We managed to reduce our test time from over 30 minutes to now running in just over 2. It also saved us massively in developer productivity as well as the un-quantified savings in developer sanity.
As a company who processes billions of events a month and stores large amounts of critical data for large-scale travel companies, our integration and acceptance testing is the life and soul for quality deployments. We deploy several times a day providing new features and patches without a single minute of downtime. However as everyone knows the key to good continuous integration and testing is fast feedback as the faster you get to identify the problem the faster you can fix it.
When we first started, our tests were quick. However as the product grew the amount of tests increased resulting in the CI build taking longer and longer. This cause was simple. Our integration and acceptance tests were testing how our code integrated with an embedded Cassandra. During each test we created a keyspace, column families and imported test data required for the test. Isolation was key and this happened over and over again. As you can imagine this resulted in massive disk IO for each test.

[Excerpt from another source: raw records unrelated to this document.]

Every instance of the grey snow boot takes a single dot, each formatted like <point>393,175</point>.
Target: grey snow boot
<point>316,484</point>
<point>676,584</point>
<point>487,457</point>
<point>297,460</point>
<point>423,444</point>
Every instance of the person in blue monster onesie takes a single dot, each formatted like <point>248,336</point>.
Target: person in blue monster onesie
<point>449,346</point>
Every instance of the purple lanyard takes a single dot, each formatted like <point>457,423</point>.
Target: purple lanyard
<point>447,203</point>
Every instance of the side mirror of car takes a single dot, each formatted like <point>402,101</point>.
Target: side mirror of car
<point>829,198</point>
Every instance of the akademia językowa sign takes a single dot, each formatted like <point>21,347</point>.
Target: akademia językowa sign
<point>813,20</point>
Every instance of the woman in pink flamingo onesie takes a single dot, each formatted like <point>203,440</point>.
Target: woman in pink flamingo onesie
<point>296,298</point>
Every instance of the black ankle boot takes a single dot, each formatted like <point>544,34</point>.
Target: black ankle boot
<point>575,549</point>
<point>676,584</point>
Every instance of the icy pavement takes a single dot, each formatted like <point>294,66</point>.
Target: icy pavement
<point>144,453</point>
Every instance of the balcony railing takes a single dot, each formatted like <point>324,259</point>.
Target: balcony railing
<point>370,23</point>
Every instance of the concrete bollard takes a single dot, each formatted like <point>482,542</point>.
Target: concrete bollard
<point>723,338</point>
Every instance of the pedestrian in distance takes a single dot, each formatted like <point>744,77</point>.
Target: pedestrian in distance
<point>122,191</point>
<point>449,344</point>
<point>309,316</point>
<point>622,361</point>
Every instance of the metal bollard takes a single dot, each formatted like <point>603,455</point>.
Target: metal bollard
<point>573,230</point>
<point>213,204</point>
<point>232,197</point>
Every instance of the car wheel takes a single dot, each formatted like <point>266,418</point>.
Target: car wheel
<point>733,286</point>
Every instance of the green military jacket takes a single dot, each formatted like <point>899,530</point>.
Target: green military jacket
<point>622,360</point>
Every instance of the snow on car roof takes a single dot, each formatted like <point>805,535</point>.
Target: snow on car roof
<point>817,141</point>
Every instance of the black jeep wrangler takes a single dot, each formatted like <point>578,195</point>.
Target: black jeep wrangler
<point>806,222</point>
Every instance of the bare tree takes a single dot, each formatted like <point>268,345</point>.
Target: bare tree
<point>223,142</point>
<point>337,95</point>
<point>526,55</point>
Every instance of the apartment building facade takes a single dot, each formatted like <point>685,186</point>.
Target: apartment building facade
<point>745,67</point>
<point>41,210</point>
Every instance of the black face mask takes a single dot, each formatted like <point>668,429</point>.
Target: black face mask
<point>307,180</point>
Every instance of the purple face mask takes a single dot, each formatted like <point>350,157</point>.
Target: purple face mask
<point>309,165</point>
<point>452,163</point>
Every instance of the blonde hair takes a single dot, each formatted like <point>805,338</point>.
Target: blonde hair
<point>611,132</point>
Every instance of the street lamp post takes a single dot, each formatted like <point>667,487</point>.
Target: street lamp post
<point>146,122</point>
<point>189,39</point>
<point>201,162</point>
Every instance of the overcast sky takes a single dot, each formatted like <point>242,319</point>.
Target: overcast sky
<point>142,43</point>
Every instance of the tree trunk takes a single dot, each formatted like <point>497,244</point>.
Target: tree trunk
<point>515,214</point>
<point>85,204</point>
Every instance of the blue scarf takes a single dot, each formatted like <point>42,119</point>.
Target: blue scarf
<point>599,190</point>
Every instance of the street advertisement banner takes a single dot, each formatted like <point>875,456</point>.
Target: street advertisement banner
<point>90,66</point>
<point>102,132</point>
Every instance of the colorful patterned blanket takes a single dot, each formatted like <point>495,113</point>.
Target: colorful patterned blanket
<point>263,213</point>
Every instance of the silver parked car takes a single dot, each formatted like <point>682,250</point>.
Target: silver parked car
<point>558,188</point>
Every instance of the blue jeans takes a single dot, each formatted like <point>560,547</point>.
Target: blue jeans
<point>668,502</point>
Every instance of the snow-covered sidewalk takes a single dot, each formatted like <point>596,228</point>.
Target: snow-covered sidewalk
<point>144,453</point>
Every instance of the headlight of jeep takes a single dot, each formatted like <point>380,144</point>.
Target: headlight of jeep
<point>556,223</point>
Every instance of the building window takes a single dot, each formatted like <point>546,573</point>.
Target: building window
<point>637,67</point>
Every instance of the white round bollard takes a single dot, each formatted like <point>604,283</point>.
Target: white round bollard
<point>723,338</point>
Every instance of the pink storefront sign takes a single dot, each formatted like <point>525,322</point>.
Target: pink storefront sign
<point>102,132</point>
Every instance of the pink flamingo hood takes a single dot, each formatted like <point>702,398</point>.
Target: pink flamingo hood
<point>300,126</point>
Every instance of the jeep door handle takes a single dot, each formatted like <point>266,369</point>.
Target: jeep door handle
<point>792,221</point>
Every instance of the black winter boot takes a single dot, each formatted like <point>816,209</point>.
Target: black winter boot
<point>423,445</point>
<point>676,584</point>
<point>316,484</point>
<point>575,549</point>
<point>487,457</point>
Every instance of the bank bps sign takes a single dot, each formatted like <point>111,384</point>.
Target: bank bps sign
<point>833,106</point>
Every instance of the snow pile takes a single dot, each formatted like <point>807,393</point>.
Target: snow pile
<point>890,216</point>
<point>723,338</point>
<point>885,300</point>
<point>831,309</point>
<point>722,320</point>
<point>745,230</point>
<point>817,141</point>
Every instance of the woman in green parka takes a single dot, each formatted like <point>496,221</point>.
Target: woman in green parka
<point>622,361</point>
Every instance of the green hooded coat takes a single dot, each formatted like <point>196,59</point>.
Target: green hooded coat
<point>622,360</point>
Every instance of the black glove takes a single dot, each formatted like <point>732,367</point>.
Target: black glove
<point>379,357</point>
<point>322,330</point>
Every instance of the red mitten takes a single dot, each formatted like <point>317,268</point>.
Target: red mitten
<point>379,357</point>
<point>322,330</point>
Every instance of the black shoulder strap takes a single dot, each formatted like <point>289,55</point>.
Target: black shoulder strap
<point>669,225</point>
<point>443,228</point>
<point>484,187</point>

The solution we came up was to run the embedded Cassandra using a 1GB Ramdisk. We simply changed the embedded cassandra.yaml data directories to point to the newly mounted Ramdisk. (You could also use /dev/shm on Ubuntu but we prefer keeping control af the amount of RAM allocated to the ramdisk)
This reduced the IO on the disk to zero and fundamentally increased the speed of the tests. We also noticed another benefit from the CI build duration decreasing, it was now far easier to diagnose the cause of build failures faster as there was a reduction in change sets per CI builds hence less noise.
The great thing about this is now we are seeing developers adopting the same approach and they are now running the full suite of tests locally and more often. This is also having a knock on effect as we are seeing that our CI server rarely fails enabling us to push to production more often per day.